Prepare the Bread Topping: Preheat the oven to 200°C (180°C fan) / gas mark 6. Spread the chunks of baguette on a baking sheet, drizzle with 1 tablespoon of melted butter, and season with salt and pepper. Bake for 6 minutes until golden and crispy, then remove and set aside.
Cook the Pasta: Boil the pasta for 2 minutes less than the package instructions to keep it al dente for baking. Drain and set aside.
Start the Cheese Sauce: In a large saucepan, melt 2 tablespoons of butter over medium heat. Add the chopped garlic and mustard powder, cooking for 1 minute while stirring. Sprinkle in the flour and cook for an additional minute.

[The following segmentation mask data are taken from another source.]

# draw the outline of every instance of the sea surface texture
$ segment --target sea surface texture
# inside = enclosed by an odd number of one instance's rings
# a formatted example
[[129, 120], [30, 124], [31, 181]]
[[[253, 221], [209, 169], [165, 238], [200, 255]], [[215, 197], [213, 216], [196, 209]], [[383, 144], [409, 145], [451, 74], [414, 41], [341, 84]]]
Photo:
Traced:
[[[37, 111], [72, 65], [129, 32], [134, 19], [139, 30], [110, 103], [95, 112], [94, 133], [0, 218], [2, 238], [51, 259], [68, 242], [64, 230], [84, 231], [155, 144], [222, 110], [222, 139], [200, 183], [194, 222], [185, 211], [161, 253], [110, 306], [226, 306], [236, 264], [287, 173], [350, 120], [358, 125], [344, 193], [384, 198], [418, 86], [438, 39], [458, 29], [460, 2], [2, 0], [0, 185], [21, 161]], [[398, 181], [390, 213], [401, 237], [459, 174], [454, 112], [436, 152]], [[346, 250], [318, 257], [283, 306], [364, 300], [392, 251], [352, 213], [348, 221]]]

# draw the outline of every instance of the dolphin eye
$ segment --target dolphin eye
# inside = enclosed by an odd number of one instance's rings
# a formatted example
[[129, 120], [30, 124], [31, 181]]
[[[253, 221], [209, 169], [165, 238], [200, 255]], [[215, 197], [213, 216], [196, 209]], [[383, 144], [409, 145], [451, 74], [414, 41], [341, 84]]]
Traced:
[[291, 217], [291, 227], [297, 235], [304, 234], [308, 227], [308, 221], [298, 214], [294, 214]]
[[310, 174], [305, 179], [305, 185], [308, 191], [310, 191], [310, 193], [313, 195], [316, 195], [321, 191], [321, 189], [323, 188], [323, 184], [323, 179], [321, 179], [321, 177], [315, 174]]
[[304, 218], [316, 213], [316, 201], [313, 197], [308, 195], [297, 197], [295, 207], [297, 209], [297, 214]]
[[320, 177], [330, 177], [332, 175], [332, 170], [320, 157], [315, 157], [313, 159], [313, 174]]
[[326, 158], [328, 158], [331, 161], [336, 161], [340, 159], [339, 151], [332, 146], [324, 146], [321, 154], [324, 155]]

Add the Milk: Gradually pour in the milk, whisking constantly until the mixture is smooth and free of lumps.
Thicken the Sauce: Simmer the sauce for 5 minutes, whisking frequently until it thickens. Remove from heat and stir in the grated cheddar and half of the Parmesan until melted.
Combine Pasta and Sauce: Season the sauce with salt and pepper to taste. Stir in the cooked pasta until it is evenly coated, then pour into a large ovenproof dish (or individual baking dishes).
Add Toppings and Bake: Scatter the baked bread chunks and the remaining Parmesan over the pasta. Bake for 20 minutes, or until the top is golden and crisp.